Can you name a toxin present in cigarette smoke that's demonstratably more carcinogenic than polonium-210?

 

According to the Wikipedia article on the health effects of tobacco smoking, polonium-210 is by far the most potent carcinogen.

 

Next is nitrosamine, which can be eliminated to the point of undetectability by drying tobacco with indirect fire curing.

 

Following that is benzopyrene, which can be eliminated by vaporizing cigarettes rather than burning them.

 

The other 16 known carcinogens in cigarettes exist in negligible quantities, arguably insufficient to induce cancers.

 

Removing it would be like trying to remove the lead- sure, you could do it, but it would make a lot more sennse to spend the money on anti smoking campaigns.

 

Why? After some 40 years of anti-smoking campaigns the population of smokers is still on the rise. Is it better to just let them succumb to cancer?

 

People are dying because they're willingly consuming a product that contains poison. Two options here: Convince them to stop, or get rid of the poisons. We've tried the first option with increasing intensity for the past 40 years with negligible success.
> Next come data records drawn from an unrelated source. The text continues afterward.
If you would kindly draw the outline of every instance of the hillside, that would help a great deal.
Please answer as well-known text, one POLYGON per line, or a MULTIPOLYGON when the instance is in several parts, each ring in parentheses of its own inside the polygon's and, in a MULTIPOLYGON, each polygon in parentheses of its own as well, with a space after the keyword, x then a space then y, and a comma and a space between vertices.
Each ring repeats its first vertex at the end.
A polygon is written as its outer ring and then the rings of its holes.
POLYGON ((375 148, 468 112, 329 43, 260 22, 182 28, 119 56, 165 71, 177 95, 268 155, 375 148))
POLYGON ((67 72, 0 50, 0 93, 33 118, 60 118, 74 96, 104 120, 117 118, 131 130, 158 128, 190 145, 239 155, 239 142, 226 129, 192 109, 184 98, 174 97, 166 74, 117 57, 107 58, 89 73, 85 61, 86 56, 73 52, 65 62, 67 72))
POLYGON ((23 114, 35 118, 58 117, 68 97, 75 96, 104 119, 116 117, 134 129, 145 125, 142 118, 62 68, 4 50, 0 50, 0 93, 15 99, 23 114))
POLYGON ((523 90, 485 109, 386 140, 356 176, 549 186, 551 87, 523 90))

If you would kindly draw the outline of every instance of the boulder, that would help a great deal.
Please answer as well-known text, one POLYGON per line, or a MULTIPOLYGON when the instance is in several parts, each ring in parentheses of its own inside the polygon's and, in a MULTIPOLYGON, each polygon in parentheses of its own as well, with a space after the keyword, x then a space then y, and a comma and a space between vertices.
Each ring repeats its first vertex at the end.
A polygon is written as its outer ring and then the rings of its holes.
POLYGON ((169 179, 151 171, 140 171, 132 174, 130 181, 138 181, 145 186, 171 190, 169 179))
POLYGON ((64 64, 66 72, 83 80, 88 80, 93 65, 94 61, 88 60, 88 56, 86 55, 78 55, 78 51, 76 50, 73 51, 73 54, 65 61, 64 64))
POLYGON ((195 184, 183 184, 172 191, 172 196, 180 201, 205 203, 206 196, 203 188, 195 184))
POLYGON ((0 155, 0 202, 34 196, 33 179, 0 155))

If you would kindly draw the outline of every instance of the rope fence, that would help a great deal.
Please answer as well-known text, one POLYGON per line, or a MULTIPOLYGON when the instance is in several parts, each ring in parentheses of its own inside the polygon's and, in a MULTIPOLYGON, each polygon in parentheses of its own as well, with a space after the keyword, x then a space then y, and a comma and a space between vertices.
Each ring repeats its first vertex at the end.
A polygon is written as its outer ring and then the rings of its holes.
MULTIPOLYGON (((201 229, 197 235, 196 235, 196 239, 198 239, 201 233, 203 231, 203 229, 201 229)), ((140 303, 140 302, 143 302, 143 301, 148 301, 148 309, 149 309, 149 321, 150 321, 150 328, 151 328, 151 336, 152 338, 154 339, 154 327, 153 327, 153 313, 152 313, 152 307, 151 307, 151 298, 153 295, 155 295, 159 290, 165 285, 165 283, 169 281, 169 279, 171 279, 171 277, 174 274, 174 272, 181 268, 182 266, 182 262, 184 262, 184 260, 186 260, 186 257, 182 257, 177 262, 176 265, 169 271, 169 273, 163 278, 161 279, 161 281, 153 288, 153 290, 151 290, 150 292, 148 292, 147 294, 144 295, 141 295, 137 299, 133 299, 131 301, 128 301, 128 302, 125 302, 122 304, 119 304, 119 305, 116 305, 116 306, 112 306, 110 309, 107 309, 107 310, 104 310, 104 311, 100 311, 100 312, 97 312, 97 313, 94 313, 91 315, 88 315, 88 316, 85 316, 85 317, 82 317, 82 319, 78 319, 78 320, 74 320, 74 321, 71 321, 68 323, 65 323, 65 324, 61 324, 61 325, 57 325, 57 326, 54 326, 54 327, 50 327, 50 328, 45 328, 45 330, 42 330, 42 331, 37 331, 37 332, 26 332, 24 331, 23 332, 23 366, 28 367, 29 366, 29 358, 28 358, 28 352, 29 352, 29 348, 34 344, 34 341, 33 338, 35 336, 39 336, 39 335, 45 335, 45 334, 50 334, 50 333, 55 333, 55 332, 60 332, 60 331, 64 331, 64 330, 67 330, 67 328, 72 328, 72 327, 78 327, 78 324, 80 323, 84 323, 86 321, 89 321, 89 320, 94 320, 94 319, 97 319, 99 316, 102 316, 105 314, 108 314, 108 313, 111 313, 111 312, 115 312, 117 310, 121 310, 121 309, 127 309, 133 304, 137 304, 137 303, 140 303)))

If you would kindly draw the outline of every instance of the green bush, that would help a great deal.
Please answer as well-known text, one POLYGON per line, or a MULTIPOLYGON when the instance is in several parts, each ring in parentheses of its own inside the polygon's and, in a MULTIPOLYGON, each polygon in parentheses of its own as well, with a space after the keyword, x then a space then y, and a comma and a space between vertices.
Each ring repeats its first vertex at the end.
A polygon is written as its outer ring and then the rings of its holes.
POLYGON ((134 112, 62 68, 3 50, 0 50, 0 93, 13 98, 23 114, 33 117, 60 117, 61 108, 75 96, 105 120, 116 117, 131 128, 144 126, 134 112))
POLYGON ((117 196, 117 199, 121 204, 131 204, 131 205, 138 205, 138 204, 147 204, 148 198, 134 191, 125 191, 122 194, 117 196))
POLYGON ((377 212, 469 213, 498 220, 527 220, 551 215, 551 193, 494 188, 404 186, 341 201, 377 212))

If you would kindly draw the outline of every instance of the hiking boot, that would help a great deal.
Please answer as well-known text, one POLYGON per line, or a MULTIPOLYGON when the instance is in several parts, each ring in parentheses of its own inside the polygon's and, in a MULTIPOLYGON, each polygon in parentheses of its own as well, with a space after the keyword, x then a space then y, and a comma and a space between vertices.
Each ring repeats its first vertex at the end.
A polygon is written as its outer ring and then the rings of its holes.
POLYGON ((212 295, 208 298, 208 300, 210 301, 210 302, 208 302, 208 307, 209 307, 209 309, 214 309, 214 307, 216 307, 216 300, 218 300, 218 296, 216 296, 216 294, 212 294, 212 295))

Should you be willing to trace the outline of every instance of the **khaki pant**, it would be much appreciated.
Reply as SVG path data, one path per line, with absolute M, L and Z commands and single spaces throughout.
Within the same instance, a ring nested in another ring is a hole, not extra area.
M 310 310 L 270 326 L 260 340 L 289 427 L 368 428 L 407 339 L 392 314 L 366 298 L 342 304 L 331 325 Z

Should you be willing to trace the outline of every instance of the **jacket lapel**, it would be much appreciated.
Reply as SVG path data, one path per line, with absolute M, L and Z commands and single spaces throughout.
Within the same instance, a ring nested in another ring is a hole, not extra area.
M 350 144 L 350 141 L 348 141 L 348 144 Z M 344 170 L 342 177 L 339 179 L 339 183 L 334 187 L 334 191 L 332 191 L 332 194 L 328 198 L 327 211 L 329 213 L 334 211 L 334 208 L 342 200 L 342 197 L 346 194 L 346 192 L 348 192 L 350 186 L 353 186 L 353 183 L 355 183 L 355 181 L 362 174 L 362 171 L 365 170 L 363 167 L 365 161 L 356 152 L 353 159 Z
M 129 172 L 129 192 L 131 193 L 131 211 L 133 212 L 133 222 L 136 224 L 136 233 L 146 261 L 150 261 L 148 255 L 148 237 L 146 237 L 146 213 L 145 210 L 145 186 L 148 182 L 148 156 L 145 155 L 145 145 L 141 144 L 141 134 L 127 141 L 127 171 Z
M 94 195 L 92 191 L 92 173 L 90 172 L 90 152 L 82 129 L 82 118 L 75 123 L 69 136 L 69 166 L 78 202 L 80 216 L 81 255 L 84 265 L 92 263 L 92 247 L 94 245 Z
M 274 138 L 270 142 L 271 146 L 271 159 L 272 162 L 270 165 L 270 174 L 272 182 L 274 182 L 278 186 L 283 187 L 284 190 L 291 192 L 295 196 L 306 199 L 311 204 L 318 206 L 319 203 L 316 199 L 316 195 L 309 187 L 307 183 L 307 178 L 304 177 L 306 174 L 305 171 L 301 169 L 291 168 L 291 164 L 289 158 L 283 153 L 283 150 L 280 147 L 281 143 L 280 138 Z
Why not try the second?

 

No it's an illustration of how small the quantity is. Comparing one carcinogen (Po) with 2 others (Cd and As) doesn't look unreasonable to me.

 

I'll again quote the Martell paper, with the relevant points you're ignoring bolded:

 

The high incidence of lung cancer in cigarette smokers is attributed to the cumulative radiation dose at bifurcations from indoor radon and thoron progeny--218Po, 214Po, 212Po, and 212Bi--plus that from 210Po in 210Pb-enriched smoke particles. It is estimated that a carcinogenic radiation dose of 80-100 rads[/b'] (1rad=0.01J/kg=0.01 Gy) is delivered to 10^7 cells ( 10^6 cells at individual bifurcations) of most smokers who die of lung cancer.

 

And again, there's a single, common, known source for the radioisotopes in tobacco. They all come from phosphate fertilizers which are contaminated with compounds from the radon decay sequence. In 1980 Martell proposed a solution: switch to fertilizers which are free of radioactive compounds. The tobacco industry said this was a "valid but expensive point":

 

http://tobaccodocuments.org/youth/CgHmPMI19800402.Me.html

 

There's another really important distinction between food and tobacco. Nobody really needs tobacco; if it all disapeared tomorrow it wouldn't kill anyone. Surely it makes more sense to worry about other things first.

 

As the Cap'n said... radioactive heavy metals and their compounds are readily absorbed by your digestive tract... while there is minimal exposure, it passes through your digestive tract and is expelled by natural processes.

 

Your lungs have natural processes for clearing foreign objects as well, but these processes cannot clear insoluble, radioactive polonium compounds. Instead the polonium sticks to your sensitive internal lung tissue and bombards it with extremely hazardous alpha radiation.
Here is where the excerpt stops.